Statistically grounded research into light pollution and effects on cancer rates. Objective: establish if existing data resources demonstrate the link on a national scale.
resources
light pollution
This provides estimates of light pollution as it affects out view of the night sky:
- Light Pollution satellite studies -- high resolution world atlas of light pollution! Problematically the data is quantized into a relatively small number of levels, whereas descriptions of acquisition suggest quite the opposite. Either providing non-stepped data was difficult or is bad for the research of the group.
This provides satellite data of upward-directed light pollution. This provides estimates of light pollution as it affects the ground. The data is much sharper than the above:
- Earth Observation Group -- provides downloadable global composite images. I am examining these for saturation features to see how much data can be extracted and at what resolution. This is the dataset that is used in the famous Israeli study, and should be sufficient for the purposes of a US-based or global study. This data appears to be the "upward release" and not diffusion model as provided by the world atlas of light pollution.
Backing:
cancer rates and registries
known causes of cancer (control variables)
- ESA Earth Observation PI Portal -- Medium to low-resolution satellite data of many measurable features of the earth's geology, climate, atmosphere, oceans, and risks. A potential source of global data on atmospheric pollution. I am currently providing a registration summary of this work to gain access to the free versions of this data. An example of what is possible can be found at http://www.esa.int/esaEO/SEM340NKPZD_index_0.html. This could be used for global evaluation of air pollutants; a pollutant created in concert with many other air pollution creating processes is a good proxy for pollution levels.
- Occupational Respiratory Disease Surveillance -- Potentially important records of occupational risk due to work exposure to harmful chemicals, not limited to cancer.
- Scorecard -- database of pollution risk indexes by county in the US. Sources are described http://www.scorecard.org/about/txt/data.html but methodology is extremely complex. It is based on the TEP Caltox model http://www.scorecard.org/env-releases/def/tep_caltox.html. The county-level cancer risk estimates provided by this site must not have been derived from observed rates of cancer. They must be related only to estimates of toxic release and systematic air and water pollution rates and established models of toxicity that are themselves uncorrelated with the specific localities under analysis. If this can be proven then perhaps the data can be scraped and used as a pollution index in this study. At very least it can serve as a set of data for early testing, and when more control is required the data can be drawn from the acknowledged sources and reconstructed in a fashion that rebases it solely on toxicology estimates derived from biochemistry and specific study of the pollutants in question.
- EPA air quality -- air quality data.
- smoking statistics -- information about smoking rates around the world.
normalizers
geospatial data
papers
Risk of breast cancer in female flight attendants: a population-based study (Iceland)

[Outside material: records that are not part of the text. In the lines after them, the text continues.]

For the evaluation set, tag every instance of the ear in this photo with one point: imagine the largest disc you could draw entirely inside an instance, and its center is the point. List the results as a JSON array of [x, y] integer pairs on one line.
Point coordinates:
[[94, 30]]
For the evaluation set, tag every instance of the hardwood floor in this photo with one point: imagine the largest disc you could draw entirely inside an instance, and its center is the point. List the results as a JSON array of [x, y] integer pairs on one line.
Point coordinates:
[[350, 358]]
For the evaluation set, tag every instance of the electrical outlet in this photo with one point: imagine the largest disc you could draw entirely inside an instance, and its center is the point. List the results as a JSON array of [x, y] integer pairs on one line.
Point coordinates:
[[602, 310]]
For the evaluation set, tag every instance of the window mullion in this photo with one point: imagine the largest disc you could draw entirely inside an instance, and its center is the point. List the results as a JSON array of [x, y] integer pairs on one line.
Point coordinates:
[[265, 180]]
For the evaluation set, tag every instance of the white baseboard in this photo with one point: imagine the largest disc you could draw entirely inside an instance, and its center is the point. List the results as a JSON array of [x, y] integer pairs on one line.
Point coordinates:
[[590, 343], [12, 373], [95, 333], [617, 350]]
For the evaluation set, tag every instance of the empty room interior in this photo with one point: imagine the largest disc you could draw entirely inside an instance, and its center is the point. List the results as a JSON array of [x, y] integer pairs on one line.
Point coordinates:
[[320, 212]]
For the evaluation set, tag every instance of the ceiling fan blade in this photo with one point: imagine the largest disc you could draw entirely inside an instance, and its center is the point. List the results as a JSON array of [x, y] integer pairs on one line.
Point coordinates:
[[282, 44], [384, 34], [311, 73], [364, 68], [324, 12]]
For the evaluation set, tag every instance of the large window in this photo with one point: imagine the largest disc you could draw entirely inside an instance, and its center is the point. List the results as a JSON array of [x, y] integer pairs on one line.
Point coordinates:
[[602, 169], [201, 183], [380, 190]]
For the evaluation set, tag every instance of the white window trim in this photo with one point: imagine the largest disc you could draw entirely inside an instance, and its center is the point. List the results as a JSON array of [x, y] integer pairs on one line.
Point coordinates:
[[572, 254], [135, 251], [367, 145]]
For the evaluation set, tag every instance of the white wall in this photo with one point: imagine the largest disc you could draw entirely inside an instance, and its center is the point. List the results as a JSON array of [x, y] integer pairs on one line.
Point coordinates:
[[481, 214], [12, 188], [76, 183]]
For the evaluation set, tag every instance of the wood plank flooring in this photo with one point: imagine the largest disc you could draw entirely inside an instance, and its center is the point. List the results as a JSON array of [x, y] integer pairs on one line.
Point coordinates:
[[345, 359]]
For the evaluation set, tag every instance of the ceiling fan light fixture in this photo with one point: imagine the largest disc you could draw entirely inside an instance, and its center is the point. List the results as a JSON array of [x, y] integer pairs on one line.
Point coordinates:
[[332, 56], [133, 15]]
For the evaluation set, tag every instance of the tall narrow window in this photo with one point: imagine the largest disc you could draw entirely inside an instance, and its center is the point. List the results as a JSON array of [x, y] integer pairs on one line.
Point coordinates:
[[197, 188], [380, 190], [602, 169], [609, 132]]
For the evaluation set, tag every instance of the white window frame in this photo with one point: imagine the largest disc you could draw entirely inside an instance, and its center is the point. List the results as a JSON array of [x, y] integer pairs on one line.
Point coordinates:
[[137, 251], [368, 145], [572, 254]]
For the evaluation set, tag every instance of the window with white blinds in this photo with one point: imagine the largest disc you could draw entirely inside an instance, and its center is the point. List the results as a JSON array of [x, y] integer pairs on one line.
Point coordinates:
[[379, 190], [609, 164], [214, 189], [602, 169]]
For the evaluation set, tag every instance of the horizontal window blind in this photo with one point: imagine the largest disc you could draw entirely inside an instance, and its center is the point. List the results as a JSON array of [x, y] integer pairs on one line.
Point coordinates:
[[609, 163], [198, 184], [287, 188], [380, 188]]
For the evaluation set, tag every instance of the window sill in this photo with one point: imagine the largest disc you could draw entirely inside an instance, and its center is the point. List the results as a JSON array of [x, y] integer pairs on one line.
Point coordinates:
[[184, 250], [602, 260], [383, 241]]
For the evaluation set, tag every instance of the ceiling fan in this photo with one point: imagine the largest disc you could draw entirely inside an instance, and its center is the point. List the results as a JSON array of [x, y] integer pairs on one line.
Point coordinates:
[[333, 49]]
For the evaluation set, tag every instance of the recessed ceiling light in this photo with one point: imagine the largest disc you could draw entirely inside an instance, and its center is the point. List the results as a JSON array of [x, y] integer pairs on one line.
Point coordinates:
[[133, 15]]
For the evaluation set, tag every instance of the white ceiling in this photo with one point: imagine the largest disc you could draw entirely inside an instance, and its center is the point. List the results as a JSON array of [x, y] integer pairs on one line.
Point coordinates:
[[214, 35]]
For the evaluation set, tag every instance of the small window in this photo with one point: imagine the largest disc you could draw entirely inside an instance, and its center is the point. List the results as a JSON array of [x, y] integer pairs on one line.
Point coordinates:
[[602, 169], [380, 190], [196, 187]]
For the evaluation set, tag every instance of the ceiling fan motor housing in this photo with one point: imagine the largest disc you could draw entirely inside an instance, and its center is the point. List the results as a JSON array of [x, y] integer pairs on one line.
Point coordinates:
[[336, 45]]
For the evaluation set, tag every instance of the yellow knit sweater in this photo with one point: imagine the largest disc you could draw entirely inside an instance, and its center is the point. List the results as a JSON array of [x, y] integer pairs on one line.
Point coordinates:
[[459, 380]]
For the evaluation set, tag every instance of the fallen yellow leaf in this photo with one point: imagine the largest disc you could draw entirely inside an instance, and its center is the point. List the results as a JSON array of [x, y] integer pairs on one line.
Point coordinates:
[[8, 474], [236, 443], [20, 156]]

Spatial analysis of lung, colorectal, and breast cancer on Cape Cod: An application of generalized additive models to case-control data
Using kernel density function as an urban analysis tool: Investigating the association between nightlight exposure and the incidence of breast cancer in Haifa, Israel
I have found a similar paper, Light at Night Co-Distributes with Incident Breast but not Lung Cancer in the Female Population of Israel, which is written by the same authors and may be the actual paper which many papers on nighttime light exposure have cited. The other paper seems to be a methods paper.
A Comparison of Nighttime Satellite Imagery and Population Density
books
The Causes and Prevention of Cancer: The Role of Environment I can't get access to this, perhaps at the MIT library? I have found a decent summary of the book, but it includes no citations http://understandingscience.ucc.ie/naturalworld/Cancer_and_chemicals_in_environment.pdf.
data flow
Pick a region (California, for instance).
- Integrate light intensity across counties or political subunits in that region. This requires registering the tiff images of the world at night with public GIS data representing the state, then averaging the observations falling in each county. A better approach to this might be to take even higher-resolution population distribution data and then generate a factor representing the relationship between population distribution and light intensity in the county.
- Integrate cancer incidence per population across counties in that region.
- Obtain environmental cancer risk for the region.
- Incorporate other potentially useful control factors, such as potential proxies for hidden variables (indicators for health and welfare, education, income).